I love you and thank you very much for your help today. I did learn some very important things.
It’s 4 am. I just finished writing a little, and I want to write some more. Kind of annoying how all of my energy comes about at this hour of a day. Quite obnoxious really. I wish it would just come about around 2 pm, or right as soon as I wake up. I guess I just find inspiration in the darkest time of the day. Weird how that works, isn’t it?

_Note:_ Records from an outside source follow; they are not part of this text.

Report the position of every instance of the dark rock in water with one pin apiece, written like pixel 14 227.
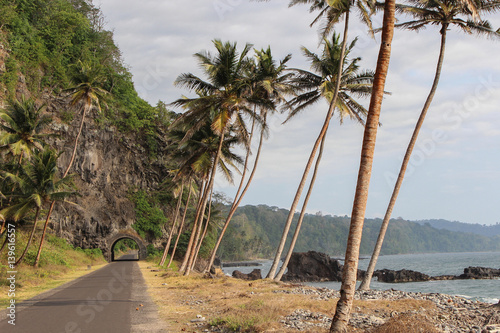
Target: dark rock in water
pixel 314 266
pixel 256 274
pixel 404 275
pixel 480 273
pixel 241 264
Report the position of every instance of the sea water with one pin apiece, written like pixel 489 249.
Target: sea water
pixel 431 264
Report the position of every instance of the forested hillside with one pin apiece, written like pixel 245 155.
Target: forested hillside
pixel 256 231
pixel 476 228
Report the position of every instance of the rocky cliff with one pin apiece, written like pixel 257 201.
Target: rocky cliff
pixel 107 166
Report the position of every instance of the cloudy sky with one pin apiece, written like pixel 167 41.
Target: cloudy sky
pixel 455 171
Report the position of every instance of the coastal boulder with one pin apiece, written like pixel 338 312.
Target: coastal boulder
pixel 480 273
pixel 404 275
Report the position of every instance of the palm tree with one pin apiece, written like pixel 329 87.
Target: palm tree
pixel 38 185
pixel 269 85
pixel 222 99
pixel 322 85
pixel 196 157
pixel 349 273
pixel 88 92
pixel 181 226
pixel 444 13
pixel 22 130
pixel 332 11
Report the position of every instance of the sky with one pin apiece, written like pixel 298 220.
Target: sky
pixel 454 173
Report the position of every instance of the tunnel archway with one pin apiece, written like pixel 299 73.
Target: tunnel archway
pixel 116 237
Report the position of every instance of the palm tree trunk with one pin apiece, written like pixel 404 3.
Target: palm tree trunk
pixel 279 251
pixel 321 135
pixel 177 208
pixel 181 226
pixel 349 274
pixel 4 221
pixel 211 181
pixel 205 229
pixel 311 185
pixel 247 158
pixel 195 221
pixel 76 142
pixel 302 213
pixel 35 264
pixel 237 202
pixel 30 239
pixel 365 284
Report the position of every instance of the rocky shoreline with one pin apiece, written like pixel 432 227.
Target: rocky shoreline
pixel 451 314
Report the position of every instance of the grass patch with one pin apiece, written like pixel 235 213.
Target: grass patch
pixel 59 263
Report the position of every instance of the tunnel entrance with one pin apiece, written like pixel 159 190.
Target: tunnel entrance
pixel 125 249
pixel 125 245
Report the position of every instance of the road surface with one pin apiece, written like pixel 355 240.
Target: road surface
pixel 105 301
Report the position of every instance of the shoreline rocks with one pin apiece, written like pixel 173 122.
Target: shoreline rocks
pixel 451 314
pixel 315 266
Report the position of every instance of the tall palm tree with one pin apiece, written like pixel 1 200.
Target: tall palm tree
pixel 38 185
pixel 88 93
pixel 196 157
pixel 222 99
pixel 331 11
pixel 183 220
pixel 22 130
pixel 270 84
pixel 349 273
pixel 445 13
pixel 177 192
pixel 322 86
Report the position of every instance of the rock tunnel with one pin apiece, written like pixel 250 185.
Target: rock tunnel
pixel 117 236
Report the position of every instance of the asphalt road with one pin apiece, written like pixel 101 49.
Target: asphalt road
pixel 105 301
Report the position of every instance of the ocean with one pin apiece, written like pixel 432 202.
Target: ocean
pixel 431 264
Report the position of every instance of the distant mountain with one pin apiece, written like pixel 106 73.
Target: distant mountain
pixel 256 230
pixel 476 228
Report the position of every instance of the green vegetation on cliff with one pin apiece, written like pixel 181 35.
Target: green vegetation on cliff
pixel 45 39
pixel 256 231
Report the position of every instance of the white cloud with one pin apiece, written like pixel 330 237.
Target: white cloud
pixel 158 39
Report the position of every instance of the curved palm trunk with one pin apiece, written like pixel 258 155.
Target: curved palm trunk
pixel 205 229
pixel 37 260
pixel 197 240
pixel 209 187
pixel 288 223
pixel 302 213
pixel 237 202
pixel 85 108
pixel 349 274
pixel 30 239
pixel 195 221
pixel 247 158
pixel 180 227
pixel 64 175
pixel 177 209
pixel 365 284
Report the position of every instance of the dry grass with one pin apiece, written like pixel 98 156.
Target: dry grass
pixel 246 306
pixel 45 281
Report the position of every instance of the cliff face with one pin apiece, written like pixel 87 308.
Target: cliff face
pixel 108 164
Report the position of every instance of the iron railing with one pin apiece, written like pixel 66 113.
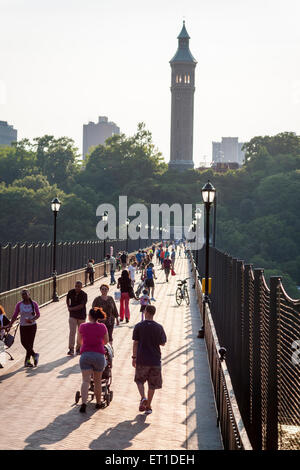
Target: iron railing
pixel 42 291
pixel 260 328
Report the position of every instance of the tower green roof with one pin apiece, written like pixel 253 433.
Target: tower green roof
pixel 183 53
pixel 183 32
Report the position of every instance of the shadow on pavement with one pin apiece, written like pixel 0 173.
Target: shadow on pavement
pixel 59 429
pixel 121 436
pixel 11 374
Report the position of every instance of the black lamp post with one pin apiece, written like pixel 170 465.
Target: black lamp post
pixel 127 223
pixel 104 218
pixel 208 195
pixel 215 220
pixel 55 206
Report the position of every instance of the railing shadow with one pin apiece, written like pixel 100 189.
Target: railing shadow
pixel 121 436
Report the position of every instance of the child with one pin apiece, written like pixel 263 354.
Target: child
pixel 144 301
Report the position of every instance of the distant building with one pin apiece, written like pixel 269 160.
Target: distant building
pixel 183 67
pixel 97 133
pixel 228 151
pixel 7 133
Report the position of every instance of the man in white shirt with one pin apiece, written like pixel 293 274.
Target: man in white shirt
pixel 132 270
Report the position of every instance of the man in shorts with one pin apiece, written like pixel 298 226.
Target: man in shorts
pixel 147 337
pixel 167 264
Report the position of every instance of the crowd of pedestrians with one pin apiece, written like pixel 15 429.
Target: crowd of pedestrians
pixel 89 338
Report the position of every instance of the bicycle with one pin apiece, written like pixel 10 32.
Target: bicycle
pixel 182 292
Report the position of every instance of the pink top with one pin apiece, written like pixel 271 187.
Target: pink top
pixel 92 337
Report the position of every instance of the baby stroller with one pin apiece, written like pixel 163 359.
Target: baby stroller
pixel 7 340
pixel 107 394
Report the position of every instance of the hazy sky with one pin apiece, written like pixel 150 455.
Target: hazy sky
pixel 65 62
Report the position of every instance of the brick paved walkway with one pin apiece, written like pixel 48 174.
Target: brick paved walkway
pixel 40 411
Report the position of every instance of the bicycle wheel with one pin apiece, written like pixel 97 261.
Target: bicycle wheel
pixel 178 296
pixel 186 296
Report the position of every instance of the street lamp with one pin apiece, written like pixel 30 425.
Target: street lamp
pixel 104 218
pixel 197 219
pixel 208 195
pixel 215 220
pixel 127 223
pixel 55 206
pixel 140 226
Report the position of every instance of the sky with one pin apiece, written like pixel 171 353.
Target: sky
pixel 63 63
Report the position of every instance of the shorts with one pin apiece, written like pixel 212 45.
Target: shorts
pixel 92 360
pixel 149 283
pixel 151 374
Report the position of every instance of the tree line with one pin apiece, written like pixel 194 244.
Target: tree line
pixel 257 205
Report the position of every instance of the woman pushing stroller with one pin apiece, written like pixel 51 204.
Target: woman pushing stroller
pixel 94 336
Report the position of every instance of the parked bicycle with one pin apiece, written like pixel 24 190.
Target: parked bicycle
pixel 182 292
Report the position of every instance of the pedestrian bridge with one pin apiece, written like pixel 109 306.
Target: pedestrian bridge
pixel 42 413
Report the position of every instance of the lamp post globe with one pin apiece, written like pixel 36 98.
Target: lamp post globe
pixel 55 206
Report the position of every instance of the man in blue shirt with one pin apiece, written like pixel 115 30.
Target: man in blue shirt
pixel 148 336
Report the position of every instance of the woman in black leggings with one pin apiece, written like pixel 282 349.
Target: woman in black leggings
pixel 29 313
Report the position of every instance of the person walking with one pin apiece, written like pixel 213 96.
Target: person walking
pixel 162 256
pixel 148 336
pixel 144 301
pixel 149 279
pixel 132 271
pixel 158 254
pixel 173 256
pixel 167 264
pixel 107 303
pixel 138 258
pixel 124 284
pixel 112 266
pixel 4 326
pixel 29 312
pixel 93 337
pixel 76 303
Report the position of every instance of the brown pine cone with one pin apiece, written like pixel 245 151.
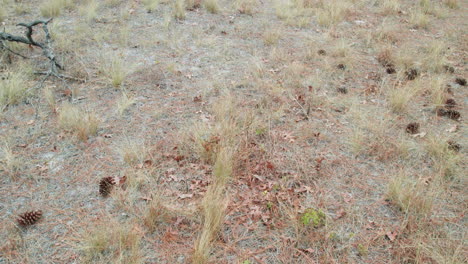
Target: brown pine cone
pixel 105 185
pixel 452 114
pixel 29 218
pixel 412 128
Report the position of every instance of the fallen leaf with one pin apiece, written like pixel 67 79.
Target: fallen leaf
pixel 371 225
pixel 178 158
pixel 454 128
pixel 197 98
pixel 148 163
pixel 391 235
pixel 146 198
pixel 341 213
pixel 421 135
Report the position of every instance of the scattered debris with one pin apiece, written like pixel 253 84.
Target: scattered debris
pixel 454 146
pixel 450 103
pixel 342 90
pixel 107 183
pixel 449 69
pixel 411 73
pixel 29 218
pixel 461 81
pixel 412 128
pixel 322 52
pixel 453 114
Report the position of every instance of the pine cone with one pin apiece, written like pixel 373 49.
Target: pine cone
pixel 450 103
pixel 29 218
pixel 412 128
pixel 461 81
pixel 105 185
pixel 411 74
pixel 454 146
pixel 452 114
pixel 441 112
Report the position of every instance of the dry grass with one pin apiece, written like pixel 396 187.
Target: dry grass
pixel 214 205
pixel 409 196
pixel 150 5
pixel 451 3
pixel 10 163
pixel 271 36
pixel 132 151
pixel 400 97
pixel 246 6
pixel 53 8
pixel 332 13
pixel 419 19
pixel 50 98
pixel 179 9
pixel 435 57
pixel 390 6
pixel 241 137
pixel 111 242
pixel 14 87
pixel 124 103
pixel 446 161
pixel 115 69
pixel 211 6
pixel 81 123
pixel 2 14
pixel 89 10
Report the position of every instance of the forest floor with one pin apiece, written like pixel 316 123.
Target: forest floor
pixel 282 131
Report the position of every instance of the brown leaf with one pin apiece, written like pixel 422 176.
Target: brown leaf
pixel 197 98
pixel 391 235
pixel 185 196
pixel 341 213
pixel 148 163
pixel 178 158
pixel 452 129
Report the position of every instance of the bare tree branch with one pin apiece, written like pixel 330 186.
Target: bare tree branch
pixel 29 40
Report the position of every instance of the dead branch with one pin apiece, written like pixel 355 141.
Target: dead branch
pixel 29 40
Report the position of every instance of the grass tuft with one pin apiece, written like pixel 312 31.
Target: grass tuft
pixel 118 243
pixel 14 87
pixel 150 5
pixel 74 120
pixel 10 163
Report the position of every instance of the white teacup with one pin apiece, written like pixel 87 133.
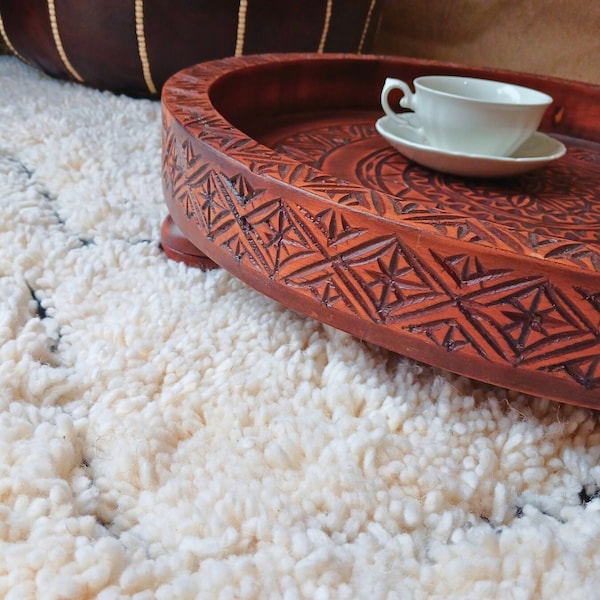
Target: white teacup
pixel 470 115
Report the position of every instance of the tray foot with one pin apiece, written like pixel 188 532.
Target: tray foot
pixel 177 247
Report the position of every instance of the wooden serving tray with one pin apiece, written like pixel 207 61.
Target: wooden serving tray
pixel 272 168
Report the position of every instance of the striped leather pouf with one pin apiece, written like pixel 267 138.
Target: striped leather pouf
pixel 133 46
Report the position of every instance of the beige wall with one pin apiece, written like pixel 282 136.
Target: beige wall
pixel 551 37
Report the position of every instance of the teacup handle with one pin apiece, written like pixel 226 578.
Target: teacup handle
pixel 408 101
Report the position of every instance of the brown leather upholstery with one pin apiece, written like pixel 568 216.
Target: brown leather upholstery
pixel 133 46
pixel 553 37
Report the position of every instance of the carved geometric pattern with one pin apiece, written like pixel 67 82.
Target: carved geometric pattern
pixel 467 297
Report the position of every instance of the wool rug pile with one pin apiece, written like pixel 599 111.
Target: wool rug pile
pixel 170 433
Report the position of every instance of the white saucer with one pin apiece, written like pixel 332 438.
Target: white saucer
pixel 401 132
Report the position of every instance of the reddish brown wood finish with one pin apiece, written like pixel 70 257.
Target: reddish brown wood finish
pixel 272 167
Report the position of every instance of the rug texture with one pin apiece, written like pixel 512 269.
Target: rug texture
pixel 168 433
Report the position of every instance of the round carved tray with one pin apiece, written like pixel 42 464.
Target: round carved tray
pixel 272 167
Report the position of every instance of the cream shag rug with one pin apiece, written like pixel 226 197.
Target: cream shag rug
pixel 168 433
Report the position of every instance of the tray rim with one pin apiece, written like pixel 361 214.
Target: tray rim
pixel 217 132
pixel 204 144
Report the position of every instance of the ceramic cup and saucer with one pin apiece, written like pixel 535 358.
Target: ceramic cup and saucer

It has already been such a long day. And I have some plans for tomorrow. Plus, I’m thinking I should probably get on the right track to working out and eating better in the next couple of days. I need to be ready for my new job as a server and all it has to offer. And hopefully I’ll be able to relax a bit as well.
I know I haven’t been blogging much lately. I’ve been kinda busy. But I thought I would let you all know that I am changing this blog into a more personal one. Instead of just blogging whatever, this blog will be more like a journal of my travels and whatnot.
I will be in France for a year starting at the end of the summer, so I’ll be blogging a ton about my experiences over there on this blog.
Thanks so much for reading this; I hope your day is going well.